FIND YOUR VISION
Climbing and photography take time and effort to master and maintain. The best climbing photographers are passionate about climbing and don’t forget why
they love to photograph it. Being inspired will go a long way toward making you an outstanding photographer, but you also need to know why you are
taking photos in the first place. What is it you want to achieve, and why? If you were to shoot for 10 years, what would your “body of work” look like?
Would your photos be unique? Answering these questions will help you find your vision, which is the fundamental step toward improving your photography.
I mean, really understand it. This is more complicated than thinking the best light is always in the morning or evening and blue sky is best (it often
isn’t). The time of day, time of year and cloud cover are factors that determine the direction, intensity, quality and color of light. Understanding
light will help maximize whatever light is available, and help you anticipate how the light will change. It will also help you decide if you need artificial
light, and, if so, how best to use it.
HOMEWORK AND PREPARATION
Many shots will work out better if you know the area, the climb, the conditions and the light beforehand. Think ahead about the best angle and position.

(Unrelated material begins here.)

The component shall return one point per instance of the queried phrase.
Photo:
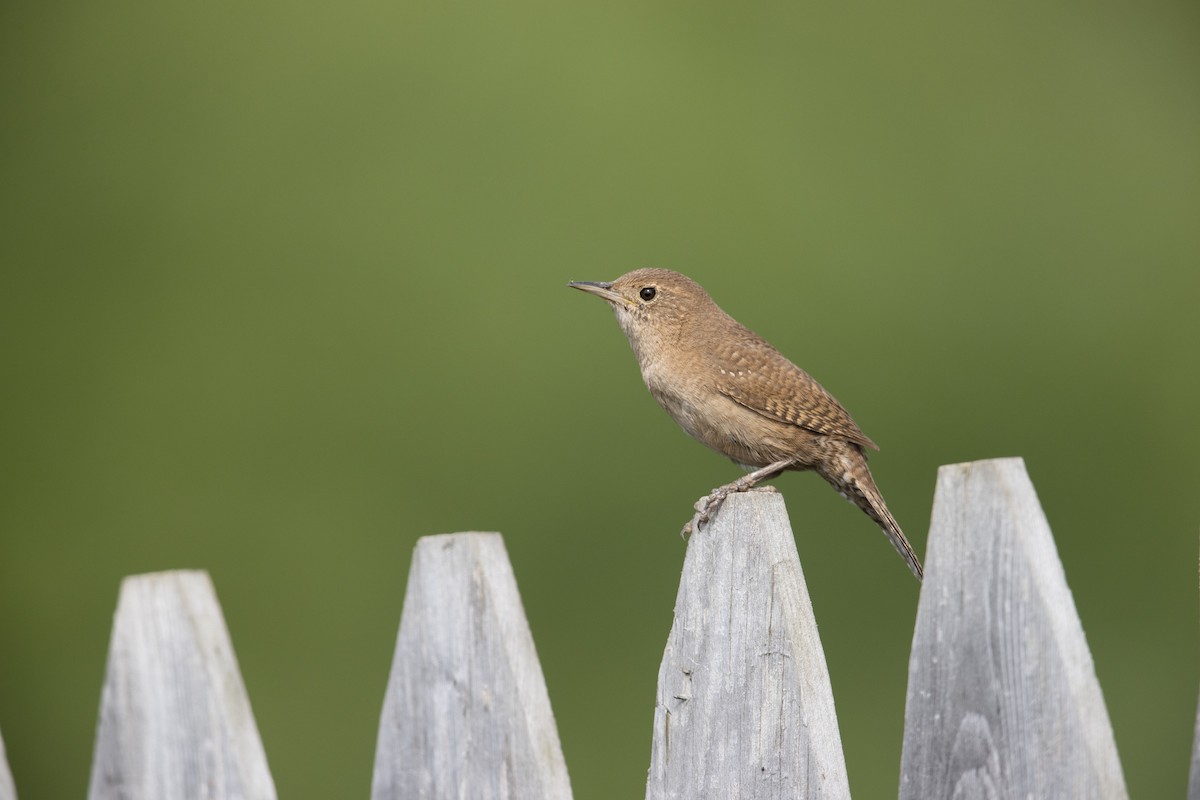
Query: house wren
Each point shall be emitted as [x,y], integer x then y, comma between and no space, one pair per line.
[735,392]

Consider rappelling and taking some test shots, and work through the lens choices and compositions. Get into position early so you are ready to catch
the action. If you set up well enough in advance, and discover that another position might be better, which happens, you may still have enough time
to relocate. Finally, be prepared to scrap your plans and be spontaneous. Seize an opportunity should it arise.

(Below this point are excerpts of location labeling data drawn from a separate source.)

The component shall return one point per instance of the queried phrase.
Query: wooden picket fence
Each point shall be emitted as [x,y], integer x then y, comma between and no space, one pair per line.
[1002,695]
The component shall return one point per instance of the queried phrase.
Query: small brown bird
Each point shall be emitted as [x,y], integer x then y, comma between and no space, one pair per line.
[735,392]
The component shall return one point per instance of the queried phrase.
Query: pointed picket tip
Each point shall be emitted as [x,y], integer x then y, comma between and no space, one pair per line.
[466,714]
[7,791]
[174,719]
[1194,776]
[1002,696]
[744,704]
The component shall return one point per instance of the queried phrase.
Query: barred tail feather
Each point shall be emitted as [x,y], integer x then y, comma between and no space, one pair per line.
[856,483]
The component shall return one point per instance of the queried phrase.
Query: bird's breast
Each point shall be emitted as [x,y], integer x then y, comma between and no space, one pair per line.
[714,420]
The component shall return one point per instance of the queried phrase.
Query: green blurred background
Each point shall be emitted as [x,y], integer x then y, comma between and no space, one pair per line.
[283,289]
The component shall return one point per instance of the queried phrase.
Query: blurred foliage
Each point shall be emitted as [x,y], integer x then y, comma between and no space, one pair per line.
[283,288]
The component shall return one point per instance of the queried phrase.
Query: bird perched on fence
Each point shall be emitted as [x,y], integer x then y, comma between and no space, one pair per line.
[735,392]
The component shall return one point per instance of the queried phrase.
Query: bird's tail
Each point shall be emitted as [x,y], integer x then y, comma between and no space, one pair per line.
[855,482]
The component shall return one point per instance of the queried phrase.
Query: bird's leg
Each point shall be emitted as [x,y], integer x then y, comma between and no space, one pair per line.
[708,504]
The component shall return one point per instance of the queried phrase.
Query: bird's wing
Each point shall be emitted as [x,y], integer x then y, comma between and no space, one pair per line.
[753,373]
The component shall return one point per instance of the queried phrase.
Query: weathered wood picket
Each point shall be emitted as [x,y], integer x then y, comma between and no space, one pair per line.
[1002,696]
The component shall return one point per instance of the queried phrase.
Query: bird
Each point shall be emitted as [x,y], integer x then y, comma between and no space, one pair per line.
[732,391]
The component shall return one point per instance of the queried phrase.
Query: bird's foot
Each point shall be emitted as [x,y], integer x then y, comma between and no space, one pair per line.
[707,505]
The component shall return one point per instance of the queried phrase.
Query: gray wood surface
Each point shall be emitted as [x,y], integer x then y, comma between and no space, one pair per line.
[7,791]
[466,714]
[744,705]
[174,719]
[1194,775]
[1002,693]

POSITION, POSITION, POSITION
This is everything in climbing photography, and you don’t have to “epic” to get in position—some of my best shots were taken from the ground, a ledge
or the cliff top. Work the angles, which really just means considering all options including the distance you are from the climber and the size he
will be in the frame.
One of the fundamental challenges in climbing photography is getting a good angle on the action and the climb. Often, if you can get farther out from the
cliff you will improve the perspective. But getting farther out presents a problem. Greg Epperson has his famous stilts as a solution. Years ago I
built an aluminum A-frame structure, which I called the “photo frame.” That enabled me to get 20 feet out from the cliff, but it was cumbersome, took
ages to set up and was fixed to one position, so I didn’t use it much. Lately I’ve rigged a camera to a 25-foot-long pole. A video feed from the camera
lets me see the composition on a little monitor, and I use a remote trigger to fire the shutter. This is a versatile, adjustable and lightweight solution
that I can easily travel with, but not all solutions have to be elaborate. In some situations you can tie the end of your fixed rope to a tree at the
cliff base and tension out, or string the rope between two cliffs.

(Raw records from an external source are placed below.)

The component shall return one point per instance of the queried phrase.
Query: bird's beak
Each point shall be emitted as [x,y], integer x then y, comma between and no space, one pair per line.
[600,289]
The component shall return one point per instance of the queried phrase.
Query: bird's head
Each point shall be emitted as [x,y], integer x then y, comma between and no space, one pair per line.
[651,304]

There are no hard and fast rules of composition, but here are some considerations. Backgrounds can make or break a shot. Use a telephoto lens and camera
angle to simplify a cluttered, distracting background. A narrow depth of field (wide aperture) makes the subject “pop” from a nice out-of-focus background
of colors, textures and shapes. Or perhaps go wide, wide, wide and show the grand vista and amazing situation that the climber is in. Keep horizons
straight; even a slightly crooked horizon will look wrong. Don’t tilt the camera to make the cliff look steeper than it is; quickdraws hanging the
wrong way will give it away. Remember the “Rule of Thirds.” Divide your image into thirds, and place your subject off the vertical or horizontal center.
And here’s a big tip: think about what is unusual or unique about the climb, setting or situation and find ways to emphasize that; it’ll help your
image stand out from the crowd.
This is obviously critical, but you must constantly remind yourself. Bringing photography into the mix means there is simply more to go wrong, and you’ll
get in situations such as scrambling unroped around cliff tops and across ledges, often with loads of equipment. Rockfall is another major concern
both for you and the climbers—it’s too easy to knock rocks off the cliff top or for a fixed rope to brush flakes off the wall. As a photographer
you should be especially aware of the safety of the climbers you are shooting. Some people get excited about being photographed, and push the envelope
more than they might otherwise. Be prudent about what you ask or encourage any climber to do. No photo is worth dying for, and you have a moral responsibility
to keep your subjects safe.
IMPROVE YOUR CLIMBING SKILLS
Becoming a better climber will make you safer and more productive. I don’t mean you need to climb harder. Instead, improve your rope work, rigging skills
and increase your understanding of what’s going on. These are not skills learned in a gym, but ones that require time on the rock and ice. Do stacks
of trad and multi-pitch climbs.
For ropes, I much prefer to fix a static cord, which stretches less, making it easier to jumar and more resistant to cutting than a dynamic rope. Even
with a static, I use lots of rope protectors and re-belay (tie off) my rope below sharp sections. Rig your ascenders so they are dialed in and fast
to use: During a shoot you may need to sprint to a new position higher up the rope. Every second it takes for you to get in position can mean a missed
shot. Using a chest harness (in addition to a sit harness) will transform your photography. A chest harness not only makes hanging on a rope more comfortable,
but enables you to lean way out for a better perspective and hold that position for a long time. This gives you a better angle, and being comfortable
lets you concentrate on operating the camera and precisely framing your shots.